Es probable que, como todo lo que abunda, las imágenes vayan perdiendo el poder de llamar nuestra atención. El arte que nos rodea ya no capta nuestro interés, nos acostumbramos a él hasta convertirlo en invisible, no lo percibimos. Lo estético forma parte de lo íntimo, de lo que tenemos o de lo que se desea poseer.

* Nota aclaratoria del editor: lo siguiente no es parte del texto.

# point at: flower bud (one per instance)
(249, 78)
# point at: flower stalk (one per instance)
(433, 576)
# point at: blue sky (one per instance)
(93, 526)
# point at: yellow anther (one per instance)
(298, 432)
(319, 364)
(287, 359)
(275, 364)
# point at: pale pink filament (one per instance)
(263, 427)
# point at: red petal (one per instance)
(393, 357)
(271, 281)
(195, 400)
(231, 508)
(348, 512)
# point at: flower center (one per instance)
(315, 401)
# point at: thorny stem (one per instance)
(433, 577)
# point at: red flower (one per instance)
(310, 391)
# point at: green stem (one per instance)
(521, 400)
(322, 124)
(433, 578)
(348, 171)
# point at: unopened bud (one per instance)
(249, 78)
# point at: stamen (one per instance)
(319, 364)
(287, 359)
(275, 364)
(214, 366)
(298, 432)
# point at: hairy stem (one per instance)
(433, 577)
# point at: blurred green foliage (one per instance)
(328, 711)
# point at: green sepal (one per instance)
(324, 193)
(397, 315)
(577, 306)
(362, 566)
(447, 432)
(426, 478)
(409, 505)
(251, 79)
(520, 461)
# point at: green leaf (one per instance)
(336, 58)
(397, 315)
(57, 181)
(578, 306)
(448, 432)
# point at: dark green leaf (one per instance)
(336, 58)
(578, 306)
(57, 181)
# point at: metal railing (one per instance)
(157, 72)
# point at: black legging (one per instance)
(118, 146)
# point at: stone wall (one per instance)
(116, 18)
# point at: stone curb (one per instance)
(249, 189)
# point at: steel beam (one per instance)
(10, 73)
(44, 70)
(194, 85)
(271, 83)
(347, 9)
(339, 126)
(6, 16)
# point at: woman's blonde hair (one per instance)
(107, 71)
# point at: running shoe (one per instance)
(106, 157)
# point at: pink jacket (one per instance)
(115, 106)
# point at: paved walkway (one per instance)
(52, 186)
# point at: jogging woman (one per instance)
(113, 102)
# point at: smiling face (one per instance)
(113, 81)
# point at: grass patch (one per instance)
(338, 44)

Vivir una experiencia a partir del arte va más allá de circular frente a la obra, contemplarla, eventualmente llevarla a casa. El objeto artístico encierra el potencial de permitirnos alcanzar una vivencia sensible, porque puede afectarnos, tocar lo íntimo y transformarnos desde el exterior. Subrayo precisamente esa exterioridad a la que nos confrontamos, lo que por un momento se nos vuelve extraño, lo que nos saca de nuestro dominio, lo que no nos deja entender la obra y mucho menos poseerla. La experiencia que provoca el arte interrumpe, nos saca de donde estábamos y nos abre a lo otro, a la alteridad, a lo que no esperamos encontrar allí. Eso conmueve, inquieta, perturba.
La experiencia es un acontecimiento que nos impresiona, que nos pone en el aprieto de no hallar las palabras precisas para transmitir ese impacto a los demás. Por otra parte, quizás nos empuje a la urgencia de no poder silenciar lo que hemos encontrado.